On Wed, May 26, 2021 at 5:44 PM John Fastabend <john.fastabend@xxxxxxxxx> wrote:
>
> [...]
>
> > > Best to start with the simplest possible usable thing and get more
> > > complex over time.
> > >
> > > For a C definition I would expect drivers to do something like this,
> > >
> > >  struct mynic_rx_descriptor {
> > >         __u64 len;
> > >         __u64 head;
> > >         __u64 tail;
> > >         __u64 foobar;
> > >  }
> > >
> > >  struct mynic_metadata {
> > >         __u64 timestamp;
> > >         __u64 hash;
> > >         __u64 pkt_type;
> > >         struct mynic_rx_descriptor *ptr_to_rx;
> > >         /* other things */
> > >  }
> > >
> > > It doesn't really matter how the driver folks generate their metadata
> > > though. They might use some non-C thing that is more natural for
> > > writing parser/action/tcam codes.
> > >
> > > Anyways given some C block like above we generate BTF from above
> > > using normal method, quick hack just `pahole -J` the thing. Now we
> > > have a BTF file.
> > >
> > > Next up write some XDP program to do something with it,
> > >
> > >  void myxdp_prog(struct xdp_md *ctx) {
> > >         struct mynic_metadata m = (struct mynic_metadata *)ctx->data_meta;
> > >
> > >         // now I can get data using normal CO-RE
> > >         // I usually have this _(&) to put CO-RE attributes in I
> > >         // believe that is standard? Or use the other macros
> > >         __u64 pkt_type = _(&m->pkt_type)
> >
> > add __attribute__((preserve_access_index)) to the struct
> > mynic_metadata above (when compiling your BPF program) and you don't
> > need _() ugliness:
>
> +1. Although sometimes I like the ugliness so I can keep track
> of whats in CO-RE and not.

Oh, I'm just against using underscore as an identifier, I'd use
something a bit more explicit.

>
> >
> > __u64 pkt_type = m->pkt_type; /* it's CO-RE relocatable already */
> >
> > we have preserve_access_index as a code block (some selftests do this)
> > for cases when you can't annotate types
> >
> > >
> > >         // we can even walk into structs if we have probe read
> > >         // around.
> > >         struct mynic_rx_descriptor *rxdesc = _(&m->ptr_to_rx)
> > >
> > >         // now do whatever I like with above metadata
> > >  }
> > >
> > > Run above program through normal CO-RE pass and as long as it has
> > > access to the BTF from above it will work. I have some logic
> > > sitting around to stitch two BTF blocks together but we have
> > > that now done properly for linking.
> >
> > "stitching BTF blocks together" sort of jumped out of nowhere, what is
> > this needed for? And not sure what "BTF block" means exactly, it's a
> > new terminology.
>
> I didn't know what the correct terminology here would be.

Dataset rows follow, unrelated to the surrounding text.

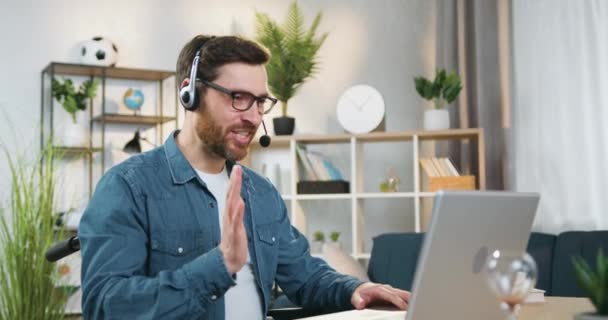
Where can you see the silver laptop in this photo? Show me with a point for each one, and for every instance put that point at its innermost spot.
(465, 227)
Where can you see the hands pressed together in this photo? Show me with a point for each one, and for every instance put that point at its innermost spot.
(234, 236)
(234, 248)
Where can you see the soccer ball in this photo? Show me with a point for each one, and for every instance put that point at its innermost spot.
(98, 51)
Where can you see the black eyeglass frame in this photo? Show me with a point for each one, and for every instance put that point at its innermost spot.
(233, 93)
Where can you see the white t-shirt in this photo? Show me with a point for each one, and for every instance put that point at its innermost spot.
(242, 301)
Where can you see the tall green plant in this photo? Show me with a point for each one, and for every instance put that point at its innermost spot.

I just wasn't sure if "BTF block" is a single BTF type or it's a
collection of types built on top of vmlinux BTF (what we call split
BTF). Seems like it's the latter.

>
> What I meant is I think what you have here,
>
> "
>  BTW, not that I encourage such abuse, but for the experiment's sake,
>  you can (ab)use module BTFs mechanism today to allow dynamically
>  adding/removing split BTFs built on top of kernel (vmlinux) BTF
> "
>
> So if vendor/driver writer has a BTF file for whatever the current
> hardware is doing we can use the split BTF build mechanism to
> include it. This can be used to get Jespers dynamic reprogram
> hardware example. We just need someway to get the BTF of the
> current running hardware. What I'm suggesting to get going we
> can just take that out of band, libbpf/kernel don't have
> to care where it comes from as long as libbpf can consume the
> split BTFs before doing CO-RE.
>
> With this model I can have a single XDP program and it will
> run on multiple hardware or the same hardware across updates
> when I can use the normal CO-RE macros to access the metadata.
> When I update my hardware I just need to get ahold of the
> BTF when I do that update and my programs will continue to
> work.
>
> Once we show the value of above we can talk about a driver
> mechanism to expose the BTF over some interface, maybe in
> /sys/fs. But that would still look like a split BTF from libbpf
> side. The advantage is it should work today.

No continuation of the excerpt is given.